Adrian along with Paul Jones paintings were published in Professor E G Waterhouse’s two books ”The Camellia Quest” & “The Camellia Trail”
Adrian Feint was a Narrandera boy. So I thought I would find out why Feint had a camellia named after him seeing that he came from my then town.
Adrian George Feint, was born on 28 June 1894 at Narrandera, New South Wales, eldest of three children of Samuel Feint, stationer, and his wife Catherine Charlotte, nee Flood, grand-daughter of Edward Flood. From childhood Adrian was interested in drawing and decorated his Narrandera school exercise-books. In 1912 he entered the Sydney Art School.
Feint enlisted in the Australian Imperial Force on 21 January 1916, served with the 15th Field Ambulance on the Western Front from February 1917 and was praised in September 1918 for the gallantry he displayed near Peronne, France.
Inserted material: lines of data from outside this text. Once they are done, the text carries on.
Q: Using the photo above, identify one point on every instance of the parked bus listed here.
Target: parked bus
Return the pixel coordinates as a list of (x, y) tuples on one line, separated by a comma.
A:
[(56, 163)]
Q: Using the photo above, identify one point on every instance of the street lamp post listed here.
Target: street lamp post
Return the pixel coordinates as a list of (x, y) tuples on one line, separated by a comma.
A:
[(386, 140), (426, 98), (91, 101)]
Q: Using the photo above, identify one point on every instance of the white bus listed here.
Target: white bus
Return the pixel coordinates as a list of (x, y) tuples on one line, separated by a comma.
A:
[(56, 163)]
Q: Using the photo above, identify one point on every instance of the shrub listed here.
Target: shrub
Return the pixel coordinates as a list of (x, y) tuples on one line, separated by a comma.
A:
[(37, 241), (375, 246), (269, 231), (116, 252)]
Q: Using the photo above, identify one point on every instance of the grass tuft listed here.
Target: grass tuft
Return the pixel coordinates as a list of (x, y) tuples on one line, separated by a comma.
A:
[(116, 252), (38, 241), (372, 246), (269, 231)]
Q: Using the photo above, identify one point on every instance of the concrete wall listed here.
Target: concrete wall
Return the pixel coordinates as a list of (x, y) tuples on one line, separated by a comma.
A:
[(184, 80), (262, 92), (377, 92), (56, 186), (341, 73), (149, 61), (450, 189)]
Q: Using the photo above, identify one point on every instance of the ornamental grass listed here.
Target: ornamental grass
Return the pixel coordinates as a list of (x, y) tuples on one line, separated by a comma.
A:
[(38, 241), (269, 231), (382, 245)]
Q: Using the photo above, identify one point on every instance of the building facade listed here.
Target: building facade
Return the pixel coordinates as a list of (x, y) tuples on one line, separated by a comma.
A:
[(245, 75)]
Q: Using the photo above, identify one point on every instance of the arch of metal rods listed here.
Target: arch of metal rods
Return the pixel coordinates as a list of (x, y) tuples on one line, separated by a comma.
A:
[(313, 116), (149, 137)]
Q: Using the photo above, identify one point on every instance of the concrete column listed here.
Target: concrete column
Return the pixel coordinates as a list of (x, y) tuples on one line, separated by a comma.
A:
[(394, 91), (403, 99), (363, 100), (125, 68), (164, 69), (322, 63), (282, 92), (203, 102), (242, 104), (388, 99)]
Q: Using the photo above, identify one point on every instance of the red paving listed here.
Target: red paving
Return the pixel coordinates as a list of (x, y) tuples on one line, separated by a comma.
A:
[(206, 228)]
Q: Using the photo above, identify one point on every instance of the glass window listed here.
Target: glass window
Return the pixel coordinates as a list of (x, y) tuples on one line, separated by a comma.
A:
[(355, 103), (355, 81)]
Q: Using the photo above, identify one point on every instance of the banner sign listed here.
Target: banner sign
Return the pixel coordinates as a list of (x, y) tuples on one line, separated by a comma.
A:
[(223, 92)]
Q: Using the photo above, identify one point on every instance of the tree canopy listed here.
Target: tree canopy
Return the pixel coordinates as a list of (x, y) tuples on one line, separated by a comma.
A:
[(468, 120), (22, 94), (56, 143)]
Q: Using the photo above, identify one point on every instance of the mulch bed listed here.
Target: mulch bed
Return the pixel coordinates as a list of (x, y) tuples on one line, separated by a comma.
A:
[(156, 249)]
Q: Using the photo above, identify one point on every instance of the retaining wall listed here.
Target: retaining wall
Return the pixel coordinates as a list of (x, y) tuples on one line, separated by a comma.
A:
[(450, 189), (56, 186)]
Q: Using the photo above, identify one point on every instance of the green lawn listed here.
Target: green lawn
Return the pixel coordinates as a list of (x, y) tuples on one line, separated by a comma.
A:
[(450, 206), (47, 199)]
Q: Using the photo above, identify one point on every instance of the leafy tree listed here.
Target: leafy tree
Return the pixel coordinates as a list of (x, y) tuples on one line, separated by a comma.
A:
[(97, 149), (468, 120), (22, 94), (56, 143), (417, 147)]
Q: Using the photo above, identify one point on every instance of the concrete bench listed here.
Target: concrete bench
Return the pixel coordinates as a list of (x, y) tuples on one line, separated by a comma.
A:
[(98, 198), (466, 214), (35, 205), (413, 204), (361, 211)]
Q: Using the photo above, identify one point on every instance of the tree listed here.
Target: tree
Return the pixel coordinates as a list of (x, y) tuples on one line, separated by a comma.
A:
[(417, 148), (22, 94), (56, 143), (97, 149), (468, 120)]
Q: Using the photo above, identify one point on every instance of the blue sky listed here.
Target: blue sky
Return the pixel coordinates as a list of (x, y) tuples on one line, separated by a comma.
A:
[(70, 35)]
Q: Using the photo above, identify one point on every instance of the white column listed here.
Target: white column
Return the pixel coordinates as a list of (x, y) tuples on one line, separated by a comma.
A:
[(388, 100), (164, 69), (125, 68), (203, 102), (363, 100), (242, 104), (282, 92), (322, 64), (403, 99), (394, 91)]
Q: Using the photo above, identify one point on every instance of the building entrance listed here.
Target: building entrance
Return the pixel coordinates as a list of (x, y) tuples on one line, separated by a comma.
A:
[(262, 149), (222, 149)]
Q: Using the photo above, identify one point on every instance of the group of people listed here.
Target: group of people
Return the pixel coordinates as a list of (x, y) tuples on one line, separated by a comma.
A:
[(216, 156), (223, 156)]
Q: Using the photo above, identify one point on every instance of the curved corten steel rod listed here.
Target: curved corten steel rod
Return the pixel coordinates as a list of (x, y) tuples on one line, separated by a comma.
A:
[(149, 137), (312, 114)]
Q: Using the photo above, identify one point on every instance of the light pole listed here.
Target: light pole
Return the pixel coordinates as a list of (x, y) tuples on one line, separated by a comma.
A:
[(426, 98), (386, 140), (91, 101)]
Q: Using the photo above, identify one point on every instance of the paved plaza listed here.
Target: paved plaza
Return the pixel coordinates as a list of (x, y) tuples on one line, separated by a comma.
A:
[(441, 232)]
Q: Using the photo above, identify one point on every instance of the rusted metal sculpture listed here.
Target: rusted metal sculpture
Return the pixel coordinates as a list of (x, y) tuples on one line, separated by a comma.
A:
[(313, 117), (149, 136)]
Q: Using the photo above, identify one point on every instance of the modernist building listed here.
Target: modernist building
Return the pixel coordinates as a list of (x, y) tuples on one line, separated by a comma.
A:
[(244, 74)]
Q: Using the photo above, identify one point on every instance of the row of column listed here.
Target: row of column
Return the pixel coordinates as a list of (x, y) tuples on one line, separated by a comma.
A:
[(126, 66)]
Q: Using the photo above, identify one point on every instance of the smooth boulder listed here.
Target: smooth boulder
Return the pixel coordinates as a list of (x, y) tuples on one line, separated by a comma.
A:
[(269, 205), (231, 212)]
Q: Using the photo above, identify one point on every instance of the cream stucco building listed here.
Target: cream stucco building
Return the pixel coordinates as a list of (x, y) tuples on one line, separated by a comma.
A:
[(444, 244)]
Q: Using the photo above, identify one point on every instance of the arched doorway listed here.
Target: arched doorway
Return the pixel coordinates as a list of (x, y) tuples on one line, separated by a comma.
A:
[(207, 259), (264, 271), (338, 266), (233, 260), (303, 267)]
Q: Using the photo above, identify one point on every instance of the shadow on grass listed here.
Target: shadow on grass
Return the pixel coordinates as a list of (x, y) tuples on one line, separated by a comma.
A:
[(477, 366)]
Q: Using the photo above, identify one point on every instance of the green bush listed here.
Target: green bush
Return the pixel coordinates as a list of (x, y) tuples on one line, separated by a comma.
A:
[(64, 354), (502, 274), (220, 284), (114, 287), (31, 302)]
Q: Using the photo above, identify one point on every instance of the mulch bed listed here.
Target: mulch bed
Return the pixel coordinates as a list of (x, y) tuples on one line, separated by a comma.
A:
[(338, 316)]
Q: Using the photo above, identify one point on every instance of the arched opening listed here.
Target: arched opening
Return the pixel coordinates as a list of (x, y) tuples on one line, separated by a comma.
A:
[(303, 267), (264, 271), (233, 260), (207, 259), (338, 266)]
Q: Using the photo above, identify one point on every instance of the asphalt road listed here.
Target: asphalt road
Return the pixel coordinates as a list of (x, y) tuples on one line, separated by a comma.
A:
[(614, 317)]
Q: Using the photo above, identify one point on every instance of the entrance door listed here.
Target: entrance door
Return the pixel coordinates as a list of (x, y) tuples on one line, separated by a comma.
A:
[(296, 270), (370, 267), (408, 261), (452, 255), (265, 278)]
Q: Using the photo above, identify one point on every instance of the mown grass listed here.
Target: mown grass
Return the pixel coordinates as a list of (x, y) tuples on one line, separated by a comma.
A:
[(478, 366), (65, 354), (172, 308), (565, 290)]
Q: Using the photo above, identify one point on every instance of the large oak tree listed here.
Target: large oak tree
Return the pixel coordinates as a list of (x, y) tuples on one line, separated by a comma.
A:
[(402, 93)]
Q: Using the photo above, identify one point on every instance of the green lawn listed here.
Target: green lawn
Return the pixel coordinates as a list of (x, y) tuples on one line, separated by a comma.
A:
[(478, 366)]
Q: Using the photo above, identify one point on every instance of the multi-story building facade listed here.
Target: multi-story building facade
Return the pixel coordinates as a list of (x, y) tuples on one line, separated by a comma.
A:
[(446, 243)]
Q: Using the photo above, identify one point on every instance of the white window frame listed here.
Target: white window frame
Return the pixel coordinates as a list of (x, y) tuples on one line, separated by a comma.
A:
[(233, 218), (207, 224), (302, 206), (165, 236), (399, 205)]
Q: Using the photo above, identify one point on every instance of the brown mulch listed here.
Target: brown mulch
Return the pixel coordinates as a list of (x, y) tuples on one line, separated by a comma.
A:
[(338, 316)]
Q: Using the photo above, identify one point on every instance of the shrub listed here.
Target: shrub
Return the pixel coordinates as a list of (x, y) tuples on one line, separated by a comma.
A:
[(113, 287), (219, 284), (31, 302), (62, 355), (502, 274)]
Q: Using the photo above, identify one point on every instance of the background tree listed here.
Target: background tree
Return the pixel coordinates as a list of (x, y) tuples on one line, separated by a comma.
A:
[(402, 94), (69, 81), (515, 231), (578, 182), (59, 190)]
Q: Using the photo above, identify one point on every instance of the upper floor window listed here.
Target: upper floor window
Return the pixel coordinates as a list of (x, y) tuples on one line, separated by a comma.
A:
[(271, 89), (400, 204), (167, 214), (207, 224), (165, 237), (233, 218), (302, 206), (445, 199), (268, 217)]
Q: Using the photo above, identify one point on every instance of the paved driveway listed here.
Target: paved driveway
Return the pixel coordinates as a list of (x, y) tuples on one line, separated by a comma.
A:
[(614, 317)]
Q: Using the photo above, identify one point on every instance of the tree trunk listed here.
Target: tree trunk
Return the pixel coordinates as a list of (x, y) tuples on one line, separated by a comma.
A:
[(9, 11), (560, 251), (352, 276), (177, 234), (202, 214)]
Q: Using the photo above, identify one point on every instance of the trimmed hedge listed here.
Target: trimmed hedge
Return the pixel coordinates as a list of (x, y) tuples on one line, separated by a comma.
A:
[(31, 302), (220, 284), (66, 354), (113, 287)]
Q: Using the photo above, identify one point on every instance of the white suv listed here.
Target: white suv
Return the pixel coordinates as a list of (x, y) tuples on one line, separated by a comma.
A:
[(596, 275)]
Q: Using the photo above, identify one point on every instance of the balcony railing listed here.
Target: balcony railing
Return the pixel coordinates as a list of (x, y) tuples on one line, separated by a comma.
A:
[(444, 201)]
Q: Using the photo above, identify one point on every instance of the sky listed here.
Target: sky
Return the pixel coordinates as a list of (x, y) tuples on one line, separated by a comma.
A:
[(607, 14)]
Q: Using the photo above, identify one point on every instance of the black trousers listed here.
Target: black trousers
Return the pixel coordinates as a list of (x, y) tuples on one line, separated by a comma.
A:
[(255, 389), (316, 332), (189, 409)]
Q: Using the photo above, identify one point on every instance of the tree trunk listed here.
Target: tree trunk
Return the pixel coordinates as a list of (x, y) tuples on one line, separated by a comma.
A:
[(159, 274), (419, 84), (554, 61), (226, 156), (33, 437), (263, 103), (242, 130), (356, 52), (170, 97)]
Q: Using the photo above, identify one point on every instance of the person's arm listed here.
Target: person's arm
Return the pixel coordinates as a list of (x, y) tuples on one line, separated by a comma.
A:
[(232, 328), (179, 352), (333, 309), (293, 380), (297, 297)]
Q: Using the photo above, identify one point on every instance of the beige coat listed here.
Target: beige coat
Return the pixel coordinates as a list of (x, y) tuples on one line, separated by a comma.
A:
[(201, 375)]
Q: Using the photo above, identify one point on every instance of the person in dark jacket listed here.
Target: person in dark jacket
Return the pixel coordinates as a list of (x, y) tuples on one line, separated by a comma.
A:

He was granted three months leave in 1919 to study at the Academie Julien, Paris. He was discharged on 12 October 1919 and Feint returned to the Sydney Art School which was noted for its teaching in ‘black and white’. He worked extensively for Sydney Ure Smith’s advertising agency, and provided decorations and cover designs formagazines, Art in Australia (1928-40) and the Home. Regarded as having impeccable taste, Feint directed Grosvenor Galleries between 1924 and 1928.
Feint still sought acceptance as an oil-painter. He gave up commercial art in 1938 to concentrate on oil-painting. The best of his still life and landscape paintings have affinities with surrealism, but it is of the decorative English variety rather than the French. Feint’s paintings received critical acclaim in the 1940s and 1950s; Ure Smith published Adrian Feint Flower Paintings in 1948. His flower pieces were described as ‘flower arrangements meticulously designed, superbly painted. His bookplates, including those produced for Olive King, Dorothea Mackellar, John Mullins, Frank Clune and the Duke and Duchess of York, attracted local and worldwide attention, culminating in an exhibition at the Library of Congress, Washington, D.C., in 1930. His decorative penwork and designs for private press books, such as those published by the Australian Limited Editions Society, were also highly praised. He painted tropical fish and parrots on the glass panels for the Australian pavilion at the New York World’s Fair (1939).His bookplates, including those produced for Olive King, Dorothea Mackellar, John Mullins, Frank Clune and the Duke and Duchess of York, attracted local and worldwide attention, culminating in an exhibition at the Library of Congress, Washington, D.C., in 1930. His decorative penwork and designs for private press books, such as those published by the Australian Limited Editions Society, were also highly praised. He painted tropical fish and parrots on the glass panels for the Australian pavilion at the New York World’s Fair (1939).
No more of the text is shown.